Don't believe there is a dump for these yet. Figured I'd start one and see how many we can get posted on here. Open mics open to anyone music and or poetry? I know two in PA. Olga's in small town Coudersport Thursday evenings. And one in Harrisburg at midtown cafe Thursdays and Fridays. I haven't been to either. But just past through coudersport yesterday hitching. Most of ones I find are not exactly alternative or out there music like I'm into and write. Any good I guess, punk and open minded open mics to mention?


----------



## Tude (Jul 5, 2015)

Interesting post. We used to have some bars here that had this and not being "kareoke" places. Years ago most of the bars - even the little bars - I went too had local bands in them - not so much anymore. When I was bartending - my bar business and patronship was up. No bands etc - it got stale real quick. Used to be a place here not long ago here that was open mic for reading/poetry. It was a cool co-op restaurant.


----------



## Deleted member 2626 (Jul 5, 2015)

Tude your up in buffalo right or somewhere in new York? Not sure but may head up to NY tomorrow


----------



## Tude (Jul 5, 2015)

I am Rochester NY - bought an hour and a half from buffalo. Let me know - I am a couch surfing person  I will PM you my phone number.


----------



## Deleted member 2626 (Jul 5, 2015)

Oh gotcha now. Right on


----------



## Andrea Van Scoyoc (Jul 5, 2015)

Any place in my neck of the woods that had it at one time, no longer does.

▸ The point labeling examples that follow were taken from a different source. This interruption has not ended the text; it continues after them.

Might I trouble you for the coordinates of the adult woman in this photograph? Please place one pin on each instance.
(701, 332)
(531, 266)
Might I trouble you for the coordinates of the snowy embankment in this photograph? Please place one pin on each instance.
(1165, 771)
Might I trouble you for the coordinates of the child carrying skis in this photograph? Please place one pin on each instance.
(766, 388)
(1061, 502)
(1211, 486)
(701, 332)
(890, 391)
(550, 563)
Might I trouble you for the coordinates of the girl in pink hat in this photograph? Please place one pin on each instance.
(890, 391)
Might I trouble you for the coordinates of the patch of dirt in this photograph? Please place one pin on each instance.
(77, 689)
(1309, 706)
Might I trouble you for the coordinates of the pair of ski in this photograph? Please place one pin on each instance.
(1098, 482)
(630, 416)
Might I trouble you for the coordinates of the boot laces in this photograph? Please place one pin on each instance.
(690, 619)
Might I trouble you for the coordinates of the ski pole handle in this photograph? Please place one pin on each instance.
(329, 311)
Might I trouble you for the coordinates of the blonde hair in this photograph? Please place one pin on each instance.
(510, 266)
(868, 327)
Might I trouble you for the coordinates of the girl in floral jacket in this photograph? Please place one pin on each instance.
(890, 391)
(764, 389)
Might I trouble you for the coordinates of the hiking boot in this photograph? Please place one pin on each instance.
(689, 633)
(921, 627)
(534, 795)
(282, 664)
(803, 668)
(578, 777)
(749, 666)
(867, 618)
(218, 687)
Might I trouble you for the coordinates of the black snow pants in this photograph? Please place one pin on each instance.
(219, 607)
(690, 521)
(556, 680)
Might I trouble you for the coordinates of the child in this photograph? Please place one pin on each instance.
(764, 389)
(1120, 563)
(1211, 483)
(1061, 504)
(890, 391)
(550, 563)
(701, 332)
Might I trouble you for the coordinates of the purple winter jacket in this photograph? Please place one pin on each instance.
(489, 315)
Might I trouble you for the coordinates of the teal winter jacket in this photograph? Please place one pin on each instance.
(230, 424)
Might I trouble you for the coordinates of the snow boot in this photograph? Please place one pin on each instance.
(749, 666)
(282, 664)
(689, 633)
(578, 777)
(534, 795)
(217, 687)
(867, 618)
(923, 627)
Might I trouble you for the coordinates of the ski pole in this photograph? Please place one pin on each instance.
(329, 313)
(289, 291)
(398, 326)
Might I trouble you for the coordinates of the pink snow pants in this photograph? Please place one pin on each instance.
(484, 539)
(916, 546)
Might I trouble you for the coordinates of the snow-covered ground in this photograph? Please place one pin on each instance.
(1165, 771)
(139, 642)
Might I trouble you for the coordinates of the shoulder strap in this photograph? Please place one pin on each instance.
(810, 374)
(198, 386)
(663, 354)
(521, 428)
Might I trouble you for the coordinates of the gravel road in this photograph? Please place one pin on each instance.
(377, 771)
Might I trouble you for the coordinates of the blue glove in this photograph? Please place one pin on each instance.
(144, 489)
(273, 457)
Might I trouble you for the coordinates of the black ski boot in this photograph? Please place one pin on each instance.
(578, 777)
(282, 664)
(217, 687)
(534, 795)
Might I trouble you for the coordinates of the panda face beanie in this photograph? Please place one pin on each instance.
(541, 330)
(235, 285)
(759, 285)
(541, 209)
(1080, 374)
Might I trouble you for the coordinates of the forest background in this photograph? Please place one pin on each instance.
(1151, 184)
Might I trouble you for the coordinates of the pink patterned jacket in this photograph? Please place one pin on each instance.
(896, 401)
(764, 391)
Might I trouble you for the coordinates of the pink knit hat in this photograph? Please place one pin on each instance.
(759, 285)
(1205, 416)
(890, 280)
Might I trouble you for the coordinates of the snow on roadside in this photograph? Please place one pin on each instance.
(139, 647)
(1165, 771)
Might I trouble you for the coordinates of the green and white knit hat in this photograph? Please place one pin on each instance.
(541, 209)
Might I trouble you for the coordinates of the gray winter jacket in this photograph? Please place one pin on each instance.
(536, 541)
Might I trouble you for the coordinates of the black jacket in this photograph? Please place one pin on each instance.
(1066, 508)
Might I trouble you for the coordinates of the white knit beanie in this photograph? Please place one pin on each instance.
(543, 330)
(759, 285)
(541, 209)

There's one place that has it, but it's an art gallery that gouges artists to set up there and display their works, so I don't support any event they host.

Wish I had a place...I'd host poetry every weekend.


----------



## Kal (Jul 5, 2015)

Andrea Van Scoyoc said:


> Any place in my neck of the woods that had it at one time, no longer does.
> 
> There's one place that has it, but it's an art gallery that gouges artists to set up there and display their works, so I don't support any event they host.
> 
> Wish I had a place...I'd host poetry every weekend.


Cool


----------